The wing bar is great. I can’t comment on the ride yet because I don’t even have a stem to mount it to the bike. I’m sure the bar itself is stiffer than my EC90 cross bar, and with the oversize diameter for the stem mount it’s going to be a far stiffer front end, especially once coupled with the beefy head-tube and giant fork. The shape is excellent and it’s got all of the features that I wanted. Basically it’s an ergo drop bar with two lower hand positions, the low hand position and the cornering hand position, It doesn’t do the long curve, just the double bend. I think the wave style bars are really uncomfortable they’re on my commuter bike and I don’t like the drops. I’m not looking for a myraid of hand positions along the lower drop of the bar, I just want two so make it fit them properly and get the bar out of the way for the rest of it. Zipp and PRO amongst others are making the long curve bars these days whereas FSA and Easton are pretty much set of doing it the comfy way with the double bend on the bottom there. I like that. I’ll admit the nice long curve looks really nice when the bike doesn’t have anyone riding it, so I guess they’re selling ’sexy’ and indeed they’re making money on it.
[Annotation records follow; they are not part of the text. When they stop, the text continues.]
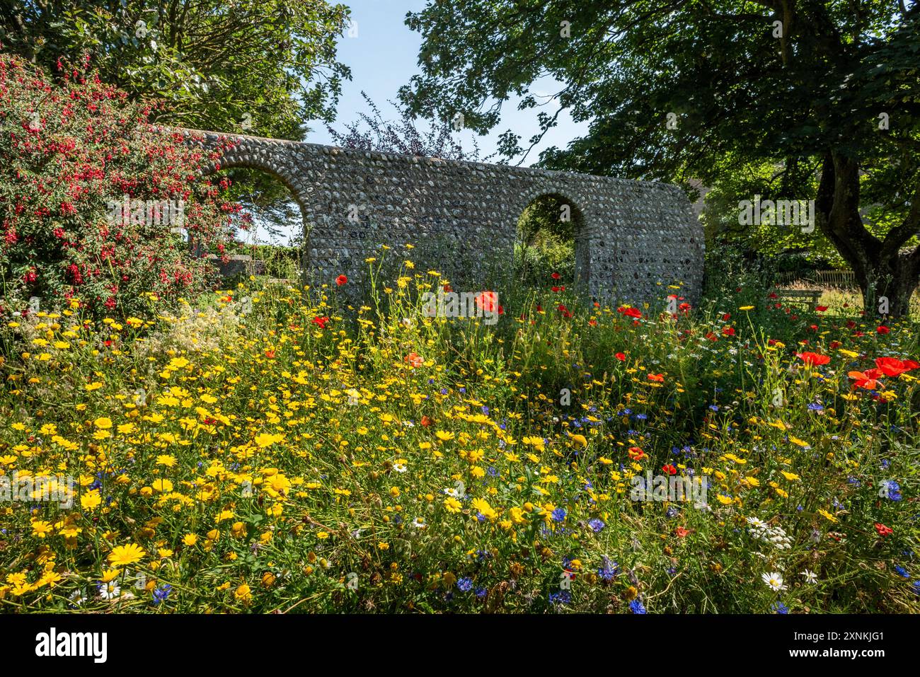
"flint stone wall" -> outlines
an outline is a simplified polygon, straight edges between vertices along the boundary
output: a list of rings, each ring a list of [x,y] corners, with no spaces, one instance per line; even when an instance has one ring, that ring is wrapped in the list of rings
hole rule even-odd
[[[221,138],[236,145],[204,172],[247,166],[275,175],[300,205],[305,271],[331,282],[357,280],[381,243],[434,243],[416,260],[474,282],[477,269],[511,270],[517,221],[534,199],[560,198],[576,224],[576,275],[595,298],[698,299],[703,228],[676,186],[529,167],[367,153],[316,143],[183,130],[205,148]],[[353,217],[357,213],[357,222]],[[350,219],[350,215],[352,219]],[[431,253],[433,249],[433,253]],[[414,258],[416,257],[413,257]],[[466,289],[457,284],[455,289]]]

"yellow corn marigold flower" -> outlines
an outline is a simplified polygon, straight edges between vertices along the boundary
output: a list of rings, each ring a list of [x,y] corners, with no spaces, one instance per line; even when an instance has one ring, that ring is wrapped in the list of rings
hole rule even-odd
[[[113,567],[126,567],[139,562],[147,553],[136,544],[119,545],[109,554],[109,563]]]

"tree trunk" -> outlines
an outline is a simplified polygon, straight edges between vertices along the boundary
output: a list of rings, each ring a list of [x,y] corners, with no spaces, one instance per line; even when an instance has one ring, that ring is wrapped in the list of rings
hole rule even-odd
[[[866,317],[908,315],[920,277],[920,247],[902,254],[899,246],[910,237],[914,215],[884,241],[866,230],[859,215],[859,165],[834,152],[824,156],[815,212],[822,232],[856,274]]]

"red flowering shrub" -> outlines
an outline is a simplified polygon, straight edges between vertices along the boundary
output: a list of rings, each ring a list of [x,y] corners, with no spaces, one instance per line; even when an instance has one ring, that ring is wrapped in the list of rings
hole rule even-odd
[[[59,67],[61,85],[0,54],[0,319],[31,297],[126,316],[200,291],[238,209],[197,175],[214,158],[95,74]]]

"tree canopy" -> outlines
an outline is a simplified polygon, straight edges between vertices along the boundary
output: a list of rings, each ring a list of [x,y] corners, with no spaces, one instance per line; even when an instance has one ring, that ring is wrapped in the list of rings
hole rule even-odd
[[[424,36],[400,93],[415,112],[485,132],[512,95],[536,108],[529,86],[551,76],[563,86],[543,132],[563,109],[590,127],[544,166],[712,186],[768,163],[778,175],[747,189],[815,200],[819,227],[796,237],[825,237],[868,302],[915,286],[920,247],[900,252],[920,232],[915,3],[432,0],[407,24]]]

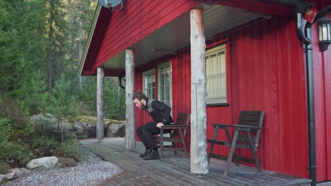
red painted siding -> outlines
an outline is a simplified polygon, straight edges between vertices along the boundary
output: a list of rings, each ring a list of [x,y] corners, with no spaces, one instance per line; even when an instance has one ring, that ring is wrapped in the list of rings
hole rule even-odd
[[[330,6],[331,1],[316,4],[315,10]],[[329,13],[328,18],[331,19]],[[314,68],[315,122],[317,180],[331,180],[331,46],[324,52],[318,45],[317,24],[312,27]]]
[[[275,17],[233,30],[207,42],[208,46],[227,39],[230,60],[230,106],[207,107],[207,137],[211,138],[214,132],[211,123],[236,123],[241,110],[263,110],[265,130],[257,151],[262,168],[308,177],[304,58],[295,35],[294,17]],[[142,88],[143,71],[169,59],[173,68],[173,112],[190,111],[188,49],[138,67],[135,89]],[[137,111],[137,126],[150,120],[149,117]],[[226,154],[228,148],[217,147],[215,151]],[[237,153],[251,156],[245,150]]]
[[[128,1],[124,9],[112,13],[93,68],[197,4],[190,0]]]

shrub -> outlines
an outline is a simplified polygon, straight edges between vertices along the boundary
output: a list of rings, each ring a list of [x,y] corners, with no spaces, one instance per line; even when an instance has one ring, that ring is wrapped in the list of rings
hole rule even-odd
[[[6,118],[11,120],[13,129],[23,130],[29,123],[24,112],[18,106],[8,102],[0,102],[0,118]]]
[[[77,161],[82,160],[82,156],[79,151],[79,145],[76,140],[62,143],[57,148],[55,155],[58,157],[71,158]]]
[[[6,118],[0,118],[0,142],[6,142],[11,135],[10,121]]]
[[[27,147],[10,142],[0,143],[0,159],[12,168],[24,166],[35,156]]]
[[[54,155],[57,142],[54,137],[35,137],[33,147],[38,157],[51,156]]]
[[[4,173],[5,170],[9,169],[9,164],[2,161],[0,161],[0,174]]]

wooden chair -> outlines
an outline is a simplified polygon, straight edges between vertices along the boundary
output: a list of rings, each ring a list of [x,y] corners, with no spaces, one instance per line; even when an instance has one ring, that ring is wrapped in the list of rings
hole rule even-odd
[[[179,113],[177,115],[176,122],[173,125],[163,125],[161,128],[160,135],[155,138],[156,143],[160,147],[160,158],[163,158],[163,151],[173,150],[177,154],[176,150],[184,150],[187,156],[187,149],[186,148],[185,136],[186,131],[189,127],[190,117],[191,114],[188,113]],[[172,129],[170,137],[163,136],[163,130]],[[171,142],[170,145],[164,145],[164,142]],[[176,143],[182,144],[182,147],[175,145]]]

The main purpose of buying the carbon bar isn’t really weight, although this is indeed lighter than the aluminum bar I was running on my road bike prior. It’s to get the wing under my hands for riding on the tops. Stretching out the area under your hands distributes weight over a larger area which means less pressure on your hands. This isn’t a gimmick, the area is at least double and so, the pressure will be less than half. The corner has the recessed dimple characteristic of a lot of the nicer bars out there designed to reduce pressure on the median nerve when riding at the hoods. Those features combined with a bit of vibration damping from the carbon and this is likely going to mean I’m never going to have sore hands, except maybe when I’m white knuckling the bars racing on Calgary’s finest Bownesian pavement. The cable routing is beautiful on this bar and I’m surprised that there isn’t a photo posted online, I snapped this picture and the attention to detail is spectacular. It really makes the housing disappear. The mind-blowing thing is that this fine piece of art was $82 (full retail: $91). That’s a fifth the price of a comparable carbon road bar (or for the triathletes reading: a third the price of a carbon TT base bar before you start adding extensions).

Finally. I’m really not pleased with our society’s extremely low appreciation of any sports other than the ones that start with “N” (Nascar, NFL, NHL, NL, and NBA). I saw this ticker on the TV last week. How are pro triathletes realistically going to make a living if the world around can’t even spell the sport that they do, let alone know how what it entails?